Anish Dhar, Cortex CEO, said the company’s platform is now integrated with more than 30 tools that are regularly employed by DevOps teams, including offerings from GitLab, Datadog, Sonarqube, Snyk and PagerDuty, as well as open source platforms such as the Kubernetes container orchestration engine and the Istio service mesh.
Designed for site reliability engineers (SREs) and other DevOps professionals, the Cortex platform eliminates the need to rely on spreadsheets to manually track ownership of microservices. Instead, Cortex imports data residing within the tool employed by developers to surface who within an organization is responsible for maintaining which microservices.
In addition, a Cortex dashboard enables DevOps teams to see which developers are on-call in the event of an unexpected incident, the latency rate microservices are experiencing and which vulnerabilities have yet to be remediated.
Grades can also be assigned to specific microservices based on metrics that are associated with a specific microservice. That approach allows DevOps teams to apply gamification techniques using a scorecard to encourage developers to continuously improve their microservices, noted Dhar. That approach will also make it apparent to other developers which microservices running in a production environment can be most reliably employed, added Dhar.
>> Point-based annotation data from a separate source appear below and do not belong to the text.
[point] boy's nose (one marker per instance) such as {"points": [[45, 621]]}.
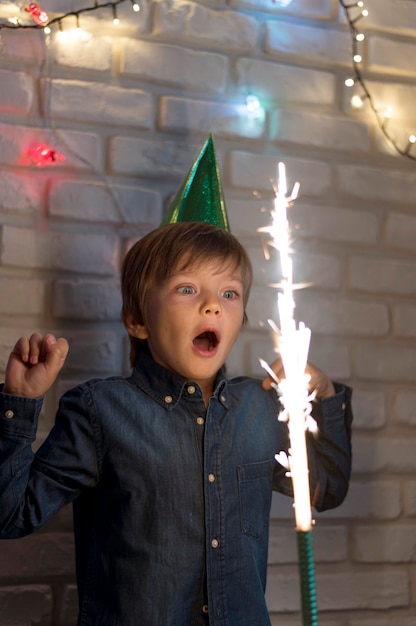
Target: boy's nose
{"points": [[211, 306]]}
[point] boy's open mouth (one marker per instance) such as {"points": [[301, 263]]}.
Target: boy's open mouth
{"points": [[206, 341]]}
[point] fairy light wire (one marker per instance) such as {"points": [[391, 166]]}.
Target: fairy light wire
{"points": [[356, 59], [58, 19]]}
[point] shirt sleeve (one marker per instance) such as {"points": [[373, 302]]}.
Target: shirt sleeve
{"points": [[329, 449], [34, 486]]}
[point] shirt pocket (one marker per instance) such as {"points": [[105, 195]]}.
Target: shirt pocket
{"points": [[255, 491]]}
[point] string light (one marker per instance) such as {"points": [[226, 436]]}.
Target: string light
{"points": [[116, 21], [40, 21], [43, 155], [252, 103], [357, 100], [37, 14]]}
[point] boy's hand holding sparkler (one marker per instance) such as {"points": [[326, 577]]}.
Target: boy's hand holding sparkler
{"points": [[318, 382]]}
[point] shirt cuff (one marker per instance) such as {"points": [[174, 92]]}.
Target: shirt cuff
{"points": [[19, 416]]}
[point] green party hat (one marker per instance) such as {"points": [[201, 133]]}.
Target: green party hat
{"points": [[201, 199]]}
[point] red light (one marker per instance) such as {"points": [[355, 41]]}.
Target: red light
{"points": [[45, 155], [37, 14]]}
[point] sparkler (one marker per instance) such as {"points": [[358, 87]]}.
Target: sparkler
{"points": [[293, 345]]}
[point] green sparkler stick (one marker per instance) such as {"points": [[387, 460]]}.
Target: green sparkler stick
{"points": [[307, 578]]}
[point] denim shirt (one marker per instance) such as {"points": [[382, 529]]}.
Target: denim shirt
{"points": [[171, 499]]}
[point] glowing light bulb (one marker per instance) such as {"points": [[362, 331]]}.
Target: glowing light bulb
{"points": [[43, 155], [37, 14], [252, 103]]}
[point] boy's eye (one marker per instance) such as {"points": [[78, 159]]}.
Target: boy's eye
{"points": [[229, 294], [186, 289]]}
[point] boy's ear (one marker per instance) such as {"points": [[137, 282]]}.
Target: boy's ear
{"points": [[136, 330]]}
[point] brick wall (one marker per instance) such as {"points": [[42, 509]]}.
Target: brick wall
{"points": [[130, 108]]}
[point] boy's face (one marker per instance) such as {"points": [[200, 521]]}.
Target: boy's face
{"points": [[195, 317]]}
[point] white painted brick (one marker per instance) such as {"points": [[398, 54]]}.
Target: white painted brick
{"points": [[405, 321], [330, 355], [317, 9], [319, 271], [389, 55], [203, 72], [223, 119], [370, 500], [401, 230], [16, 144], [320, 44], [82, 150], [86, 299], [377, 275], [341, 316], [96, 102], [384, 454], [22, 295], [247, 215], [93, 53], [141, 157], [385, 362], [386, 185], [284, 83], [369, 408], [398, 96], [410, 498], [404, 407], [17, 92], [367, 590], [92, 353], [33, 50], [96, 202], [255, 171], [319, 131], [19, 193], [329, 544], [384, 15], [78, 252], [26, 604], [385, 544], [191, 22]]}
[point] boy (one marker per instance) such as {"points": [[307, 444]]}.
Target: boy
{"points": [[171, 470]]}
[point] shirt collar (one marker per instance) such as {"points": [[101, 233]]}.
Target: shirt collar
{"points": [[165, 387]]}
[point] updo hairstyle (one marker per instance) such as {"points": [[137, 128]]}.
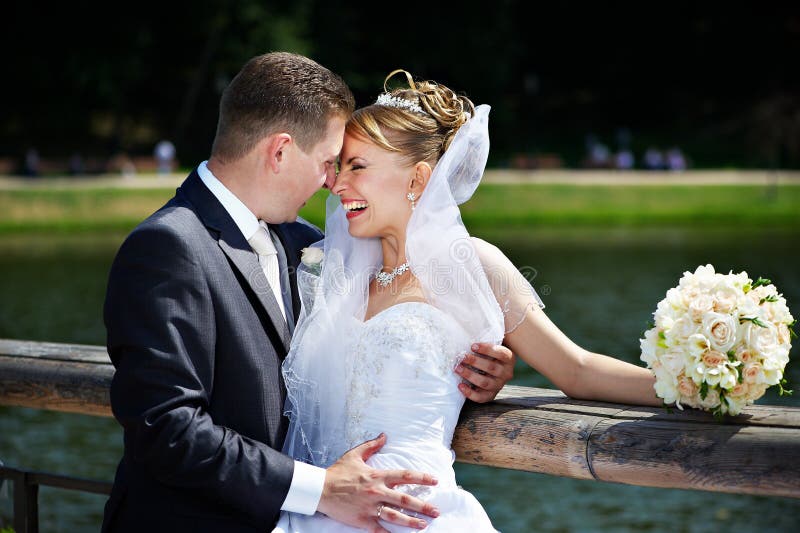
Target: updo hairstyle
{"points": [[414, 136]]}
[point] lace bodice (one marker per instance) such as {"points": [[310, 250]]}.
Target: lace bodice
{"points": [[401, 379]]}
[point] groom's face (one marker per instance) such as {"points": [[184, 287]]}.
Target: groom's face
{"points": [[313, 169]]}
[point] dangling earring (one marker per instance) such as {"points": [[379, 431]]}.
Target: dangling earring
{"points": [[413, 199]]}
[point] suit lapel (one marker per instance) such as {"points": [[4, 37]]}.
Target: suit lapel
{"points": [[237, 249], [292, 262]]}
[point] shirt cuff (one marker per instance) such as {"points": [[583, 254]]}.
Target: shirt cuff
{"points": [[305, 489]]}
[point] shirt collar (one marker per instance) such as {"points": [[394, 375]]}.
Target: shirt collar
{"points": [[245, 220]]}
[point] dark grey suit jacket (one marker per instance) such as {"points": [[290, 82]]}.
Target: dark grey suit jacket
{"points": [[197, 340]]}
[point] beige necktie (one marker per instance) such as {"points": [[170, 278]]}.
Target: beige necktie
{"points": [[268, 258]]}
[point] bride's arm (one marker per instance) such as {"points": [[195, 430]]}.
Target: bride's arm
{"points": [[577, 372]]}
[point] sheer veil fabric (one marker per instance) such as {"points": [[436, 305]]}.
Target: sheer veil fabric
{"points": [[441, 255]]}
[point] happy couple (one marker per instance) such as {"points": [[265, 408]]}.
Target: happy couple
{"points": [[216, 329]]}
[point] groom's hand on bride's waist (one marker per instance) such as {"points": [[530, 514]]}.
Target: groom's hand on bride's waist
{"points": [[361, 496], [486, 371]]}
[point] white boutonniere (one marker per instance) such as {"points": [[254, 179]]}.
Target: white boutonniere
{"points": [[312, 258]]}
At the core of the platform is Cortex Query Language (CQL), a domain-specific language that allows DevOps teams to define granular rules that can be applied to, for example, on-call rotations, security vulnerabilities, package versions, service level objectives (SLOs) and the overall health of the microservice. Engineers can employ code in the form of YAML files to set reliability standards across teams and types of services through direct integrations with a variety of tools. In effect, Cortex provides a reliability-as-code platform, said Dhar.
As responsibility for applications shifts further left, each development team is being held accountable for the life cycle of any microservice or application they create. The challenge enterprise DevOps teams are encountering is that when there are hundreds, even thousands, of microservices, it’s difficult to determine who on the development team is responsible for a specific microservice. Rather than trying to keep track of the relationship between development teams and microservices using a spreadsheet, Cortex is making a case for a tool that automates that discovery and tracking process.
Most organizations today are embracing microservices to build and deploy more flexible applications at varying rates. However, it’s only a matter of time before they find themselves trying to navigate a web of interdependencies between microservices that can’t be managed using spreadsheets. DevOps teams, of course, might be inclined to use their skills to create their own tool for tracking microservices. However, given all the tasks at hand, maintaining a custom platform for discovering and tracking ownership of microservices is likely something better done by a vendor willing to maintain and support a purpose-built tool.